The evaluation uses a rigorous random assignment design and is set in Tennessee, where Youth Villages operates its largest Transitional Living program. From October 2010 to October 2012, more than 1,300 young people were assigned, at random, to either a program group, which was offered the Transitional Living program’s services, or to a control group, which was not offered those services. Using survey and administrative data, the evaluation team is measuring outcomes for both groups over time to assess whether Transitional Living services led to better outcomes for program group youth compared with the control group’s outcomes.
This is the second major report in the evaluation. An earlier report provides a detailed description of the Transitional Living program model and assesses its implementation. This second report assesses whether the program affected key outcomes during the first year after young people enrolled in the study. It shows that the Transitional Living program improved outcomes in three of the six domains that it was designed to affect. The program boosted earnings, increased housing stability and economic well-being, and improved some outcomes related to health and safety. However, it did not improve outcomes in the areas of education, social support, or criminal involvement.

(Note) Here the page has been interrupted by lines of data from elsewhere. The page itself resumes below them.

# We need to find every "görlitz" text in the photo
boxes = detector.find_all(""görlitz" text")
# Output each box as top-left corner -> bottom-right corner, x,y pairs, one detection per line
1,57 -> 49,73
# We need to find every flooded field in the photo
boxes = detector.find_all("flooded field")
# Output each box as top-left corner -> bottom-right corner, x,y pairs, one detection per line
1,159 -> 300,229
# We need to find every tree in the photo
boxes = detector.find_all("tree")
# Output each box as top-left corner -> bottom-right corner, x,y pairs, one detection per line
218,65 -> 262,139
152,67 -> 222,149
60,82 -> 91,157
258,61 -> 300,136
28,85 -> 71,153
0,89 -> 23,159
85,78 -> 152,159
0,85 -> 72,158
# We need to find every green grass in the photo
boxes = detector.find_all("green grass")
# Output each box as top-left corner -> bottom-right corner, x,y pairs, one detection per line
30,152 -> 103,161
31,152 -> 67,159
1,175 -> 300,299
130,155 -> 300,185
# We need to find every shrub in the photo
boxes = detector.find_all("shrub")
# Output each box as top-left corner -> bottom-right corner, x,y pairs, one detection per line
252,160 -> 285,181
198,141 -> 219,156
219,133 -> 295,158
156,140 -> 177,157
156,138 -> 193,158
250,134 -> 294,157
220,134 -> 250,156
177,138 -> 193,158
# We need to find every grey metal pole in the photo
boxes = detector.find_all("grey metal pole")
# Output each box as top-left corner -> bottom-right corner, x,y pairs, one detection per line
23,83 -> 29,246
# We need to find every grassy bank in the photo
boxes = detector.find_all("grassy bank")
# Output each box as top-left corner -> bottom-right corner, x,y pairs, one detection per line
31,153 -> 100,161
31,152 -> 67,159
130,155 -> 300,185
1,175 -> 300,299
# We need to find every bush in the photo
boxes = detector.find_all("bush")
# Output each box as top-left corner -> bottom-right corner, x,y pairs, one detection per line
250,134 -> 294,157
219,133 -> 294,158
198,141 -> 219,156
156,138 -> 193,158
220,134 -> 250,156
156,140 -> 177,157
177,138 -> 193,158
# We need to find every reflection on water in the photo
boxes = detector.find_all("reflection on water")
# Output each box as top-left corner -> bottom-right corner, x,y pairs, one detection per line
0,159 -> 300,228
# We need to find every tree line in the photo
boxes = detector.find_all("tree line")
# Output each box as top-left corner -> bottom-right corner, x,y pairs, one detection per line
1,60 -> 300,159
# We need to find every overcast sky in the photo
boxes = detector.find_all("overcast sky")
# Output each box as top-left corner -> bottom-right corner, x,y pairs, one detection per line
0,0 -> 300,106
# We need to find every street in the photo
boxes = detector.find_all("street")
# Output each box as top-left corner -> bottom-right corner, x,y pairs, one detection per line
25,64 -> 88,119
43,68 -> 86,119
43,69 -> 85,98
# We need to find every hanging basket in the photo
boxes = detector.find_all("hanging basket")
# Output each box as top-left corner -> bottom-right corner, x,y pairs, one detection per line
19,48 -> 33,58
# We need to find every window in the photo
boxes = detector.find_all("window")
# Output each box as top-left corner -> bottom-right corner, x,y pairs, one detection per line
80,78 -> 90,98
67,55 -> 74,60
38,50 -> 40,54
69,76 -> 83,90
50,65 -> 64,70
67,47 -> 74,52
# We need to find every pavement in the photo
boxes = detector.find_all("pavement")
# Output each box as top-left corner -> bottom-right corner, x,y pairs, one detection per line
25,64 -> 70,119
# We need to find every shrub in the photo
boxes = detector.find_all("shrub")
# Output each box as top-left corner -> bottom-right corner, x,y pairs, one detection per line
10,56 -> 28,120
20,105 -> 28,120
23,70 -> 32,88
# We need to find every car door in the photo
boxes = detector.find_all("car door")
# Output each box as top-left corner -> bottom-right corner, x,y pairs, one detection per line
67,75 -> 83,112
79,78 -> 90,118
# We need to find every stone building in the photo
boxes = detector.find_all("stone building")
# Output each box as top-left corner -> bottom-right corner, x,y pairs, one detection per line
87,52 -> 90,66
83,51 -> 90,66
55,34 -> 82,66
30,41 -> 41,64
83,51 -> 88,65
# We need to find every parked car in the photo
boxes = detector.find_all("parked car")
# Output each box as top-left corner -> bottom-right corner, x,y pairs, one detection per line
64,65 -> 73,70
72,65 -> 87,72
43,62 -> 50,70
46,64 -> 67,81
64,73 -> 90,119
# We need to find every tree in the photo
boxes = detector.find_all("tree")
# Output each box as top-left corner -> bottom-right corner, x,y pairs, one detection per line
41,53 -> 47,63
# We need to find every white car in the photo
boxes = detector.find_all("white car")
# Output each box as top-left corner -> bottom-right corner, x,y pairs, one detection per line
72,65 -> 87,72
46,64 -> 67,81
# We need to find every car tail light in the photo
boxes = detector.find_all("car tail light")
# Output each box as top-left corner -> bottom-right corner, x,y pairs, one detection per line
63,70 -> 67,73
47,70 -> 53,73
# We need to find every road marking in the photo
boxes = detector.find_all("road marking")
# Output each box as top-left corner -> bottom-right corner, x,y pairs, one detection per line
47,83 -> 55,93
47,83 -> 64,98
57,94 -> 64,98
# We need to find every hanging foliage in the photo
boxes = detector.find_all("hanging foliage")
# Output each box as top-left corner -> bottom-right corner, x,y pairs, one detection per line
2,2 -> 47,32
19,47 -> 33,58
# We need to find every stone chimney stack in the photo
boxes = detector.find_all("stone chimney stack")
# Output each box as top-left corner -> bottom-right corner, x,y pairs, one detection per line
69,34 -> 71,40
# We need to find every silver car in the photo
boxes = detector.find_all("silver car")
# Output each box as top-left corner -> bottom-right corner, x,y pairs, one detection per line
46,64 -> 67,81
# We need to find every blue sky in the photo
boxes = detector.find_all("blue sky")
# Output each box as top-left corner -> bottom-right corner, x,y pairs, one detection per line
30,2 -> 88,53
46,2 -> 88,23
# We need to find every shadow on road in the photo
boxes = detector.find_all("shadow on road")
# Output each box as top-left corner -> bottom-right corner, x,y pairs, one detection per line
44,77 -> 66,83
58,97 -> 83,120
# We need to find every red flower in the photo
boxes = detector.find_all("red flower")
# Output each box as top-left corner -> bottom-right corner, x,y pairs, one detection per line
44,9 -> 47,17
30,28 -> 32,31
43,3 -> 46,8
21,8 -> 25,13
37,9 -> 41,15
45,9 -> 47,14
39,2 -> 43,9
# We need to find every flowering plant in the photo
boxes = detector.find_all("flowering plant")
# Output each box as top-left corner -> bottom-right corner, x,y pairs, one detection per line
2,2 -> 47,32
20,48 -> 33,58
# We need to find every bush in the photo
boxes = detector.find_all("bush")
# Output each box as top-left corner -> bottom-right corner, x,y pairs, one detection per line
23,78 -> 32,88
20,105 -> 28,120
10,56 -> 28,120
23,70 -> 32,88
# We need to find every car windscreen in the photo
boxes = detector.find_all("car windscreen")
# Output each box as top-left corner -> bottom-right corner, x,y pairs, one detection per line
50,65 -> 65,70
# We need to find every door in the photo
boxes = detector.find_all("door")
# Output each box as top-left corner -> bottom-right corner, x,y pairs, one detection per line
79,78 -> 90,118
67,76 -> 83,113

These results indicate that the Transitional Living program can improve multiple outcomes for young adults with histories of foster care or juvenile justice custody, a notable finding given the paucity of documented positive effects for programs that serve these populations. While the individual effects of the program were modest, their breadth across several domains is consistent with the highly individualized nature of the program model, which is designed to address the wide variety of needs and circumstances of the young people it serves. These findings set the stage for additional analysis using a second year of follow-up data and an assessment of the program’s benefits relative to its costs. Those results will be available in 2016.